Araştırma yapılan bu merkezlerde saptanan iskanlar şu devirleri yansıtır.

1. Akalan: Demir çağı
2. Dündar tepe: Eski Tunç ve Orta Tunç Çağları
3. Tekkeköy: Eski Tunç Çağı
4. Kale doruğu: Eski Tunç ve Orta Tunç Çağları
5. İkiz tepe: Geç Kalkolitik, Eski Tunç ve Orta Tunç Çağları    

Geriye kalan 69+ yerleşim yerinin yapılan yüzey araştırmalarına göre iskan edildikleri protohistorik Çağ evreleri de şöyle sıralanır.

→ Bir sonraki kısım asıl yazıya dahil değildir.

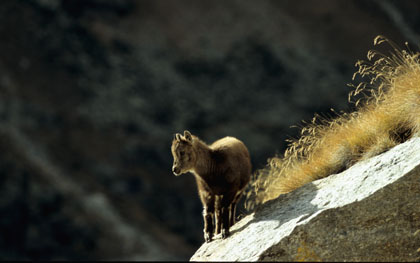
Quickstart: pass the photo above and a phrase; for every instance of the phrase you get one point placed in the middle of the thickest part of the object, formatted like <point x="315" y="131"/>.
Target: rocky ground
<point x="91" y="92"/>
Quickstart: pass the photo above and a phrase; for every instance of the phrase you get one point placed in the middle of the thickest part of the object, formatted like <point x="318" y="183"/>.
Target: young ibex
<point x="222" y="170"/>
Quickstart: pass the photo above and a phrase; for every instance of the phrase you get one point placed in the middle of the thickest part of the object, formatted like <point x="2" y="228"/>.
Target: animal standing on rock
<point x="222" y="170"/>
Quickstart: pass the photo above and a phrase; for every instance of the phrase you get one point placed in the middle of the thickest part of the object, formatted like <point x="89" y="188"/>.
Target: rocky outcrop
<point x="369" y="212"/>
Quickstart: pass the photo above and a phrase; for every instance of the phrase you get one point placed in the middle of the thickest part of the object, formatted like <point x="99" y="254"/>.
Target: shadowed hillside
<point x="92" y="91"/>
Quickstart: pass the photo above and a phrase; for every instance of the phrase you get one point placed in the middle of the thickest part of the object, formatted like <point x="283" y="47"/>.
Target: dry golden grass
<point x="388" y="113"/>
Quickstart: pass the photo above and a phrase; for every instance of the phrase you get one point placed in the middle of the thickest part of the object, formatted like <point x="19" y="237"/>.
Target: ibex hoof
<point x="225" y="233"/>
<point x="207" y="237"/>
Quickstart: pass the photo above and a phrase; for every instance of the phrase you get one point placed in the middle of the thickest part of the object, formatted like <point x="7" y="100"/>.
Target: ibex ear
<point x="177" y="136"/>
<point x="188" y="136"/>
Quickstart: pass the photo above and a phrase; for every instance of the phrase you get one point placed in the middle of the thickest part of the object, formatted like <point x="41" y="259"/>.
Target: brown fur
<point x="222" y="170"/>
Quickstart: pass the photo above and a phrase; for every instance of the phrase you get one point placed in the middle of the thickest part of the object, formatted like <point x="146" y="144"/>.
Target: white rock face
<point x="369" y="212"/>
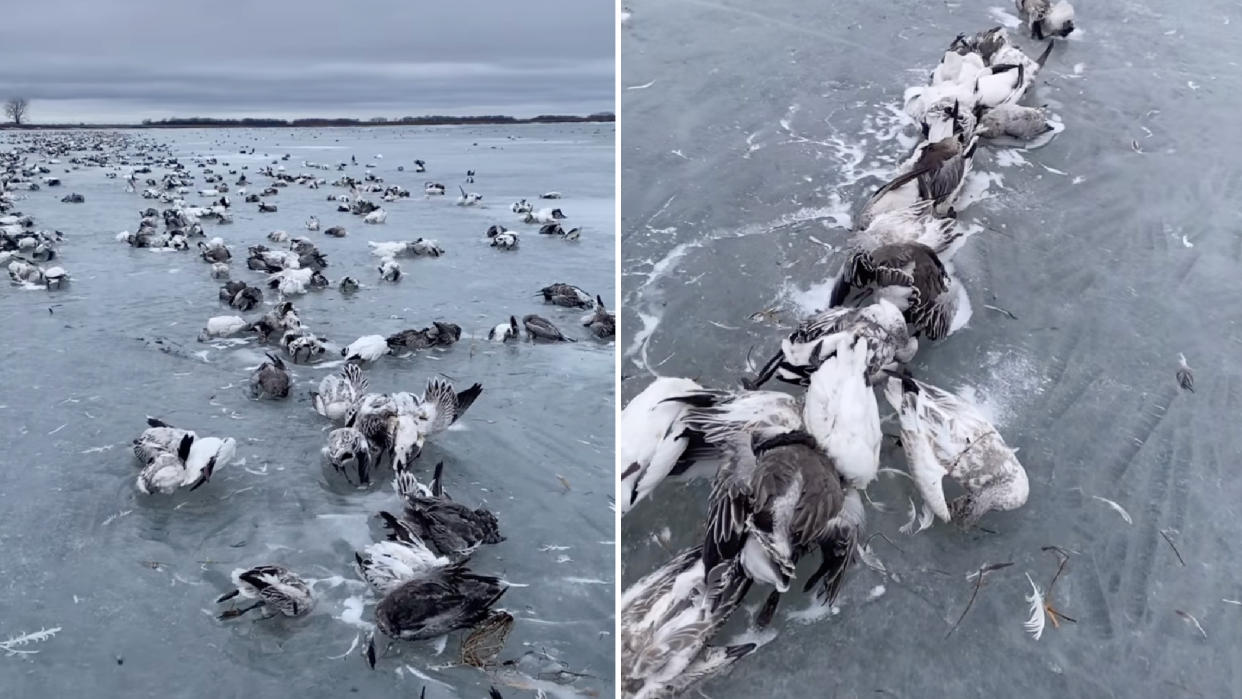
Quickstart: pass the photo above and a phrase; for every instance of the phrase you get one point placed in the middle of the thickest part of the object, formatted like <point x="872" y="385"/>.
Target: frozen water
<point x="132" y="580"/>
<point x="783" y="108"/>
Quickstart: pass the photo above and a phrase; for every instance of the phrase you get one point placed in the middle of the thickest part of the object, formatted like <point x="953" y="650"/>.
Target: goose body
<point x="667" y="620"/>
<point x="424" y="416"/>
<point x="506" y="332"/>
<point x="424" y="247"/>
<point x="507" y="240"/>
<point x="339" y="392"/>
<point x="349" y="452"/>
<point x="386" y="565"/>
<point x="778" y="491"/>
<point x="159" y="437"/>
<point x="879" y="323"/>
<point x="225" y="327"/>
<point x="271" y="380"/>
<point x="437" y="604"/>
<point x="1047" y="18"/>
<point x="368" y="348"/>
<point x="390" y="271"/>
<point x="55" y="277"/>
<point x="915" y="224"/>
<point x="214" y="251"/>
<point x="273" y="587"/>
<point x="934" y="302"/>
<point x="294" y="282"/>
<point x="543" y="216"/>
<point x="842" y="415"/>
<point x="1000" y="85"/>
<point x="1014" y="121"/>
<point x="949" y="436"/>
<point x="539" y="328"/>
<point x="451" y="528"/>
<point x="601" y="323"/>
<point x="568" y="296"/>
<point x="371" y="416"/>
<point x="653" y="442"/>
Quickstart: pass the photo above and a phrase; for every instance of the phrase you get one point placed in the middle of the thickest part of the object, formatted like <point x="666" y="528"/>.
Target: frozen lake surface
<point x="752" y="134"/>
<point x="132" y="580"/>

Geç kalkolitik Çağ: Havza’da, Ladik’ te, Kavakta, Çarşambada, Samsun ili Merkezde, Bafra’da, Alaçam’da, vezir köprüde.
Orta ve Geç Tunç Çağı:  Alaçam’da,  Bafra’da, Vezirköprü’ de.
Demir Çağı: Samsun merkezde, Havzada, Kavak’ ta, Ladik’te, Vezirköprü de.

İkiz tepede geliştirilen sistemli kazılarda saptanan veriler ve ele geçen diğer eserler;
1.Özellikle kıyı bölgesinde insanların ahşap evlerde oturdukları,
2.Kadına ve boğa ya taptıkları,
3.Eski Tunç Çağının 3.evresinde ölülerini şehir dışı bir mezarlığa ve diğer çağlarda bebekleri çömleklere koyarak ev içlerine gömdükleri.
4.Yaşamlarını genellikle avcılıkla ve tekstil ürünleriyle ile sürdürdükleri,
5.Madencilikte çok ileri  gittikleri, Geç kalkolitik Çağda saf bakır, daha sonra ise ar senli-bakırdan silah,alet,takı ve semboller yaptıkları anlaşılmıştır.



AMAZONLAR

Amazonlar M.Ö. 1200 yıllarında yaşamış efsanevi kadın savaşçılardır. Thermodon (Terme çayı) kıyısında kurmuş oldukları Themiskyra kentinde yaşamışlardır.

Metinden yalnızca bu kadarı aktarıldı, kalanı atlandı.